Sunday, 19 April 2015

1915: The Birth of a Nation

The Birth of a Nation
1915, and I finally get to review a feature film. There were a few feature length pictures before this but none of such epic scale, and none that made such an impact.
I have seen this before, but many years ago and I remembered little about it this so was almost like a first viewing for me.  
Over three hours long, it follows the fortunes of two families - one Northern, one Southern, through the American Civil War and the period of reconstruction that followed.  It has action, romance, pathos, tragedy, moments of humour, and the most spectacular battle scenes yet filmed. Woodrow Wilson compared it to "seeing history through flashes of lightning".
You might think the choice of heroes a little odd though - the Ku Klux Klan.
After the first half of the film, which deals mainly with the Civil War and the losses suffered by both families, we start to see the problems faced by the South Carolina family, the Camerons, following the assassination of Lincoln. The black slaves have been freed and now hold (we are told) a majority in the state senate.

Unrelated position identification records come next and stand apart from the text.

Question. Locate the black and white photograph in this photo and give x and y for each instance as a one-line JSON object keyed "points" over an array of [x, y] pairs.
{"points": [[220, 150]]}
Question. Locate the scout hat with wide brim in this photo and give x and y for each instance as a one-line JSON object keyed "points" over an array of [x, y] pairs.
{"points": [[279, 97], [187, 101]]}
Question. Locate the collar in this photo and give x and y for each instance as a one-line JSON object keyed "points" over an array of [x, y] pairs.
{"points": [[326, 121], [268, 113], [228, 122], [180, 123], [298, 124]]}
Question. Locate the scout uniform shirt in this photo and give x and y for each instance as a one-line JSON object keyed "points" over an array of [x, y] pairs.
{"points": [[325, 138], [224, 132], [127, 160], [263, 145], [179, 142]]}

They form all-black juries and rule (arbitrarily, it's implied) against white people in legal cases. (The main black characters, incidentally, are all played by white actors in make-up - which must have looked unconvincing even then.)  
When war hero Ben Cameron's sister is killed running from a black man in the woods, it's the last straw and he decides to take matters into his own hands. He's inspired when he sees some black kids scared by another child hiding under a white sheet.

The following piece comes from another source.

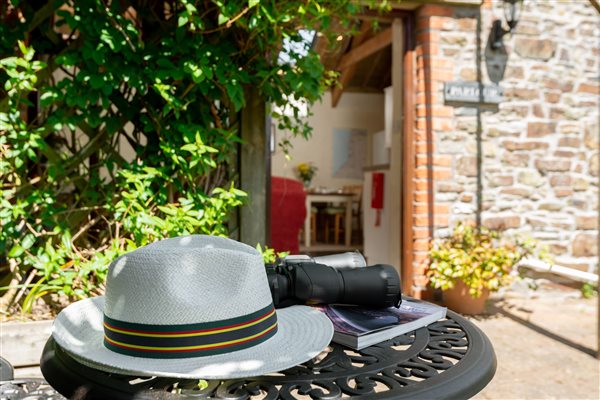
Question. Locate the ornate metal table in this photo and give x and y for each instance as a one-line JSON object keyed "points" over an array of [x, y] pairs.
{"points": [[451, 358]]}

When this film was released on Blu-Ray recently, one reviewer remarked on the opening scene - an historic tableau of slaves being blessed by a white clergyman, preceded by the caption "The Bringing of the African to America planted the first seeds of disunion". His interpretation of this was that the film was racist from the start, blaming the blacks for the whole problem. Before watching the film I thought this was unfair - I'd have taken it to mean that the practice of slavery was the cause of it all - and I wondered if the film was getting a bad rap from people predisposed to see it in a certain light. It's easier and safer to shout 'racism' than to look deeper and present a more balanced view.
That's not easy, though, when we have scenes of Cameron's sister's black assailant being given what the captions tell us, without any hint of irony, is a "fair trail" by the Ku Klux Klan, complete with white hoods and flaming crosses, before his body is dumped on the courthouse steps.
In Griffith's defence, Lillian Gish, who starred in the film as a teenager, was interviewed about the film in Kevin Brownlow and David Gill's landmark 1979 documentary series"Hollywood".  She insists that Griffith had nothing against the blacks, notes that the chief villain is a white man, Austin Stoneman, a senator whose policy of full equality for blacks is presented as dangerously radical. The character is based on Thaddeus Stevens, whom she quotes as saying "we will crush the white South under the heels of the black South". Blanche Sweet, another of Griffith's leading ladies, says "You had to take Griffith and his Southern background seriously... it's a very important part of the man. You couldn't have been brought up with all that background of the South without it colouring your feelings. I don't wonder that they have called Griffith a racist."
Even so, Griffith was seriously out of step even a hundred years ago. Roger Ebert notes: "So instinctive were the prejudices he was raised with that the offences in the film actually had to be explained to him".
Perhaps it was this that prompted him, soon after it premiered, to change the title to "The Birth of a Nation" from "The Clansman", the name of the play on which it is based, even though the film itself laments the loss of sovereignty of the individual states. And on a later release he added a title card that read "If this work has conveyed to the mind the ravages of war to the end that war may be held in abhorrence, this effort will not have been in vain." As if that was the sole intended message the whole time.
We're left with the troubling question of whether you can have a good film with a bad message. I suppose it just depends on how you define it. The film's technical achievement is beyond reproach, but as drama - well, it's hard to root for a lynch mob, and its release led to race riots and the revival of the Ku Klux Klan - hardly an endorsement most directors would wish for.